Altering routine practice patterns could alleviate more than half of hospital litigation costs related to obstetric malpractice, according to a report published in the December issue of Obstetrics and Gynecology.
Steven L. Clark, MD, of the Hospital Corporation of America in Nashville, TN., and colleagues reviewed 189 perinatal legal claims, totaling $168 million, to examine how the cost of obstetric malpractice suits might be reduced. Each claim was evaluated using three criteria: whether substandard care caused the adverse outcome; what practice changes could have avoided that adverse outcome; and whether inadequate documentation caused payment to be made despite missing objective evidence. All of the claims were closed and had occurred between 2000 and 2005.

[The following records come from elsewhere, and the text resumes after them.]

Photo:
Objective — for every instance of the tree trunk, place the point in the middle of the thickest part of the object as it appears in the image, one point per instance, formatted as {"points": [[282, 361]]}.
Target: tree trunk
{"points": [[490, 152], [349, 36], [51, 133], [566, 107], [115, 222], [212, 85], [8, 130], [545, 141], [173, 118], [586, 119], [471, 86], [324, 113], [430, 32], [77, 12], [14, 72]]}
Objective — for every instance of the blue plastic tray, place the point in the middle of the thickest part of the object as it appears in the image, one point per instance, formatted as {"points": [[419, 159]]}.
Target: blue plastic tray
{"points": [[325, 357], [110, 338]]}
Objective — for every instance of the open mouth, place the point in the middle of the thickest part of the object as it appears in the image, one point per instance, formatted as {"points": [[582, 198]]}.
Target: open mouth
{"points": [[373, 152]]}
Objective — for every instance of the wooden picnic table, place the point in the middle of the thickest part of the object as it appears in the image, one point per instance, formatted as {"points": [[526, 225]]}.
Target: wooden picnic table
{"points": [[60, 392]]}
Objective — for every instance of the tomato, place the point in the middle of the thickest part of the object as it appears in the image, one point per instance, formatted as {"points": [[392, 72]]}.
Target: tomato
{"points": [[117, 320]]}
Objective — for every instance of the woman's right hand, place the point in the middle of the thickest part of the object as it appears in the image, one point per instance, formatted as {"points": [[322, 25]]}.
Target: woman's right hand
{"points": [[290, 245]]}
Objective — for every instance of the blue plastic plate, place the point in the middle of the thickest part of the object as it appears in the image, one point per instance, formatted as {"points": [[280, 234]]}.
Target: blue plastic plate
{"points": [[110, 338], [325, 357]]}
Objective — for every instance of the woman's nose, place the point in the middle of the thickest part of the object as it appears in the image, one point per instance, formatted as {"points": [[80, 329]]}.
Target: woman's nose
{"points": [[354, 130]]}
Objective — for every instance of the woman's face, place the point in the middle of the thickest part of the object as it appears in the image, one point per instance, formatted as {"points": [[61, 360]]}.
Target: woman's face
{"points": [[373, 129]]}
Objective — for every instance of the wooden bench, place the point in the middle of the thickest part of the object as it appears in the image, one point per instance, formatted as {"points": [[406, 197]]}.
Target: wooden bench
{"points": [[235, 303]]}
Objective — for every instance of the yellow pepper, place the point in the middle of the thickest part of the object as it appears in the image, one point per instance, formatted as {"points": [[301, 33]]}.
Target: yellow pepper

The researchers report that 70% of the obstetric-related claims were associated with substandard care, accounting for 79% of the total $168 million. Several adverse outcomes-including non-vaginal birth after cesarean, VBAC-related fetal monitoring, maternal injury, and shoulder dystocia-would have been avoidable with the implementation of four practice patterns, including delivery in a facility with constant obstetric coverage, improved adherence to protocols for high-risk medication, a more conservative approach to VBAC, and use of a comprehensive standardized procedure for cases of shoulder dystocia, the report indicates.